President Olafur Grimsson
Daylife/Reuters Pictures used by permission
Icelanders rejected a depositor claims accord with the U.K. and Netherlands, forcing an international court battle that the island’s government said will probably last a year.
A final count showed 59.7 percent of voters said no to the so-called Icesave agreement, while 40.1 percent said yes, with voter turnout estimated at 75 percent…
… Prime Minister Johanna Sigurdardottir said in an interview with broadcaster RUV, immediately after the first results were published. “We will, of course, defend Iceland’s interests vigorously in this matter.”
The government had hoped an Icesave deal would restore investor and diplomatic relations and end the financial isolation that has stalled Iceland’s resurrection from its 2008 banking collapse. The failure of Landsbanki Islands hf, which offered the high-yielding Icesave accounts over the internet, threatened to leave 350,000 British and Dutch depositors in the lurch. They were repaid by their governments, which are now turning to the Icelandic state for compensation…
President Olafur R. Grimsson said the referendum “enabled the nation to regain its democratic self-confidence and to express sovereign authority in its own affairs,” in a speech yesterday. Three days after his veto, he said he rejected the accord because Iceland’s legal obligation to pay is “unclear,” adding the matter shows that European banking laws haven’t been “thoroughly thought out.”
The result of the Icesave referendum shows most voters agree…

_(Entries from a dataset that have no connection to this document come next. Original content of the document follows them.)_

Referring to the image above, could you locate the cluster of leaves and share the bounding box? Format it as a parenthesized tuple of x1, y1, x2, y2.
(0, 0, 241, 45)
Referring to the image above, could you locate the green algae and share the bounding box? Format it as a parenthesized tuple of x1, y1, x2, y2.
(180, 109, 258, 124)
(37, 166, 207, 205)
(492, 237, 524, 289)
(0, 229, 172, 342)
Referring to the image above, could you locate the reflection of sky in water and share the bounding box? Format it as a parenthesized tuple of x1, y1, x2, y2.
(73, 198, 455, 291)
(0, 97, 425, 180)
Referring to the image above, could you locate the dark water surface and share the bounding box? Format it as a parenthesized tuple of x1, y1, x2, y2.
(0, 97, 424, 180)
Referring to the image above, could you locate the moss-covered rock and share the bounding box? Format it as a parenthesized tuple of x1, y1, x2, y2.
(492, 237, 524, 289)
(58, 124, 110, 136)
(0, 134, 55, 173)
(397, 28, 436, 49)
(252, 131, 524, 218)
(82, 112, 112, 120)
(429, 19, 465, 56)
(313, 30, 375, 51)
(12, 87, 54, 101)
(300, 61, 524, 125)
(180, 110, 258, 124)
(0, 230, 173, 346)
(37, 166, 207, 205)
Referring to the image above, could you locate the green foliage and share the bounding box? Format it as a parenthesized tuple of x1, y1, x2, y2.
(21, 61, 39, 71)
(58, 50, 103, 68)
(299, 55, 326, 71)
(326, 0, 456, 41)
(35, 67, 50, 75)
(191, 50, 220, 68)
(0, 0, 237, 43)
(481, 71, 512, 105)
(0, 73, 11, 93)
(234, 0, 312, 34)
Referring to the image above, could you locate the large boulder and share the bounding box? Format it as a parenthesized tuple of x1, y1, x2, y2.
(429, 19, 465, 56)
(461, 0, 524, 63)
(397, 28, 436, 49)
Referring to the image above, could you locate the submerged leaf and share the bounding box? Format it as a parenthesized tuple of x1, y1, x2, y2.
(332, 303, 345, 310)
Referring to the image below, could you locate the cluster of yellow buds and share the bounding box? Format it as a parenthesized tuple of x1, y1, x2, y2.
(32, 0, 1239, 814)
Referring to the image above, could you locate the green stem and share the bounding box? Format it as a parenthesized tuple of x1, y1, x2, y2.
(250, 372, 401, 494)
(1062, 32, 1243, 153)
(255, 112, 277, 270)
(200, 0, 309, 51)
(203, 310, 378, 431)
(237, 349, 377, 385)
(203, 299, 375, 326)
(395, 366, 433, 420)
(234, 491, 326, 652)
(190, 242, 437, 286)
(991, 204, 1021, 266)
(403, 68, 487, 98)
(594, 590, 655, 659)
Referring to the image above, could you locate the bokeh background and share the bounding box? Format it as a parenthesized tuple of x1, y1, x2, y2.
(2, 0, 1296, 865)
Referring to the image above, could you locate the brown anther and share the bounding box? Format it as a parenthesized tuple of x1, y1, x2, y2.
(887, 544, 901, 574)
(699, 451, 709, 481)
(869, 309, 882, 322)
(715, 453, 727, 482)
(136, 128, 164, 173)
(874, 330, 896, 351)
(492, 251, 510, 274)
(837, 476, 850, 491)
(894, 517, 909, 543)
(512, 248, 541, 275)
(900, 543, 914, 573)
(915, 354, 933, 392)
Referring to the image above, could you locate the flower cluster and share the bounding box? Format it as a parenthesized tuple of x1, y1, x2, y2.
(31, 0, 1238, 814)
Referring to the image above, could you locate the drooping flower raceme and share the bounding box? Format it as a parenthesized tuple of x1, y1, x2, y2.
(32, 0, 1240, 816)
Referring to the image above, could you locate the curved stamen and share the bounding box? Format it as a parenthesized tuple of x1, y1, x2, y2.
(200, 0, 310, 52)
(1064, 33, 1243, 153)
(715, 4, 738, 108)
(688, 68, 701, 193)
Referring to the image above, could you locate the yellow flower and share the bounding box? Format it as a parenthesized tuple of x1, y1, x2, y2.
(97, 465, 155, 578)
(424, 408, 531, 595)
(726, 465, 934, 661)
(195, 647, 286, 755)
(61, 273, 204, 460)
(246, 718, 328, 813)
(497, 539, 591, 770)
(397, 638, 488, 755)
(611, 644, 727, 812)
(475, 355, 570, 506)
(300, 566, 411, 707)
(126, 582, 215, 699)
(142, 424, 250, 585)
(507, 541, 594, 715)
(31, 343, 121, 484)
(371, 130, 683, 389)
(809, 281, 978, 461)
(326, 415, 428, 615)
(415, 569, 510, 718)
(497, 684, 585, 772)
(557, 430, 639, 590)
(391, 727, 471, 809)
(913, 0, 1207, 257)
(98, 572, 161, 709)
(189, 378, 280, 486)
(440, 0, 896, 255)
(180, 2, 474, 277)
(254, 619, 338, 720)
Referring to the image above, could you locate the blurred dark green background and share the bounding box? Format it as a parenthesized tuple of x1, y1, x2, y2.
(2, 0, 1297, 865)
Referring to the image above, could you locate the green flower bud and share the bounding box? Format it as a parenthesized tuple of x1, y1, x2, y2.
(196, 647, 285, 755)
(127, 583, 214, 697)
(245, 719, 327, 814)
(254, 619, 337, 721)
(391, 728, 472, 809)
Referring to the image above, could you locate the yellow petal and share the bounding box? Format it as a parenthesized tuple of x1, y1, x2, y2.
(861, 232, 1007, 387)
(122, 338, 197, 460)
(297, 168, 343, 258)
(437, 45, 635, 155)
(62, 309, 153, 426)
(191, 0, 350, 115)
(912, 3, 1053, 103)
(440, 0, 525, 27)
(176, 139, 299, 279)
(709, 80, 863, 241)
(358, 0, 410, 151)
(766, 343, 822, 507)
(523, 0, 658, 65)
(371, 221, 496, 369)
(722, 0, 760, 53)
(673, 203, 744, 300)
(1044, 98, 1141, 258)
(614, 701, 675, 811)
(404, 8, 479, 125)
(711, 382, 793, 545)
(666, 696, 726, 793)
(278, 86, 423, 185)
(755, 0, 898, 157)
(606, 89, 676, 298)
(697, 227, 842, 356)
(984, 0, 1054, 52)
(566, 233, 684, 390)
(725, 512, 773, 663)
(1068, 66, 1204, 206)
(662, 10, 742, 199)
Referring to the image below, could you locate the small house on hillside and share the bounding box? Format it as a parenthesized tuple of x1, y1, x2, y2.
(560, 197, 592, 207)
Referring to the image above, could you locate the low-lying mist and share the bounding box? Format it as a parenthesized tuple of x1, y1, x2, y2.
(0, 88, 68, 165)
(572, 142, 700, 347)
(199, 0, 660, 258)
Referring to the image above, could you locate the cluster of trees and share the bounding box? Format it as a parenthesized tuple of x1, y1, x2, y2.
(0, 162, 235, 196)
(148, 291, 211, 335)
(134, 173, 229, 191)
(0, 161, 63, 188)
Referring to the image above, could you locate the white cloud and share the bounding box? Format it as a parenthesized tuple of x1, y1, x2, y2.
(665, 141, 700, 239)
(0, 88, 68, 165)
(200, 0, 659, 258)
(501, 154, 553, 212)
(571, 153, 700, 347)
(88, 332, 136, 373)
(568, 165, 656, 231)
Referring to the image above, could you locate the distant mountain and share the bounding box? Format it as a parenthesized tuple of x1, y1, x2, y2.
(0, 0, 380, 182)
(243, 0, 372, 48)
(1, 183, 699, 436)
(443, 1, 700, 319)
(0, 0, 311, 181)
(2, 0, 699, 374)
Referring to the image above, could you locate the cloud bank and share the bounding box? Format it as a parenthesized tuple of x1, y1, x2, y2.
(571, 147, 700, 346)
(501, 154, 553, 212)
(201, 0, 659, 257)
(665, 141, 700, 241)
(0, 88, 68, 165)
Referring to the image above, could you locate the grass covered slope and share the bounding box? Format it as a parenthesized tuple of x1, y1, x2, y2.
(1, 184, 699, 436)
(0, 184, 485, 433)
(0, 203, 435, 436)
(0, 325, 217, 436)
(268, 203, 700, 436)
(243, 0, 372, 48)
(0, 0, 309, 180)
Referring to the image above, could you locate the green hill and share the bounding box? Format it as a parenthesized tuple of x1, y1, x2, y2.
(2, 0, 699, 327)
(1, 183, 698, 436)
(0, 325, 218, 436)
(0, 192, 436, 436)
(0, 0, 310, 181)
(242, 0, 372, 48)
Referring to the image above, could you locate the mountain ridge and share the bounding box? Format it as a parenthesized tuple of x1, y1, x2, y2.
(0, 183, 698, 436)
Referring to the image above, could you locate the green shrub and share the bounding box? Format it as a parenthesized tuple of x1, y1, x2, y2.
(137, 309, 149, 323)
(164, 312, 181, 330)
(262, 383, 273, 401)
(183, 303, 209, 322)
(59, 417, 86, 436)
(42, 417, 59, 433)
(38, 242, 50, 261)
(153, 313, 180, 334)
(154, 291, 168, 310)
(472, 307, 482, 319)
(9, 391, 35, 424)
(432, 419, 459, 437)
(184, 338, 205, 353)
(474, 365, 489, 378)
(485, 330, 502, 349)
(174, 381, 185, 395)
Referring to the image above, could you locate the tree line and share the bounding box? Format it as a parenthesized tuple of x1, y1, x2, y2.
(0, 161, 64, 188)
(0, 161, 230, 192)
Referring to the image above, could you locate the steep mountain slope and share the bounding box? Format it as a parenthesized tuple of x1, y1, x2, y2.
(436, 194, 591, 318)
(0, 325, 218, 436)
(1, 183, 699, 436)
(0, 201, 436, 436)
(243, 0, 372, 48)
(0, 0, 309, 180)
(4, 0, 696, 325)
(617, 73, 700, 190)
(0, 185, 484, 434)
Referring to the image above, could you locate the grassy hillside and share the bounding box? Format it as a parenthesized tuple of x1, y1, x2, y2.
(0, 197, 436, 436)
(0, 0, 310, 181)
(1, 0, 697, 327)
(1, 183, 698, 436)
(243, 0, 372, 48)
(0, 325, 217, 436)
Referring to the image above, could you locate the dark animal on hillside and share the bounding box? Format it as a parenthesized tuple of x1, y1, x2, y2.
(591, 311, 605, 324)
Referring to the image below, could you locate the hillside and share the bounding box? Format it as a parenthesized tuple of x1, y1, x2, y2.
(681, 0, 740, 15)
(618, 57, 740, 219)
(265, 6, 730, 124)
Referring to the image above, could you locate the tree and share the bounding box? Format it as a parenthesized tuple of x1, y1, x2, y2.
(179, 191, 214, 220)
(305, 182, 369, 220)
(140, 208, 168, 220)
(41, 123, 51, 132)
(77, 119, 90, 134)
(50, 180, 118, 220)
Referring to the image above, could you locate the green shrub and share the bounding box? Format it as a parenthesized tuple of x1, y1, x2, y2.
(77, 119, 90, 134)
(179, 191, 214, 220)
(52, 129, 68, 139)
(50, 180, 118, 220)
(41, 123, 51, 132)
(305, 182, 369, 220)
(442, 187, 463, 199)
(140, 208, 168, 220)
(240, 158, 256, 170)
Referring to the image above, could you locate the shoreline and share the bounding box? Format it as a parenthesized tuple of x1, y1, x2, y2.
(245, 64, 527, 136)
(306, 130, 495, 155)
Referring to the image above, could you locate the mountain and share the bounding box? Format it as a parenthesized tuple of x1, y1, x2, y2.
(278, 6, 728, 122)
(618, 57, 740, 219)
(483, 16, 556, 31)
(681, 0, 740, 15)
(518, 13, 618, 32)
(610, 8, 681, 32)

The latest estimates of Landsbanki’s assets “indicate that the estate will be able to pay over 90 percent of claims for deposits,” the government said in a statement. Some estimates even put the coverage ratio at 100 percent, it said.
“Hence, the Netherlands and the U.K. will receive a refund of the funds spent to compensate depositors, regardless of the judicial process which will now be launched,” Iceland Finance Ministry spokeswoman Rosa Bjork Brynjolfsdottir said.
Bravo to the people of Iceland for sticking to their guns. Bailouts, nationalization,TARP programs all had different goals and dramatically different contexts from each other. The people of Iceland see a difference that the bankers and politicians of the Netherlands and the UK don’t see – or don’t care about.
Iceland is a nation I love not only for the natural wonders of the nation; but, their history of fighting for peoples’ rights. They have the longest-sitting democratic parliament in the world – and could offer about a hundred lessons to the Killer Klowns in Kongress.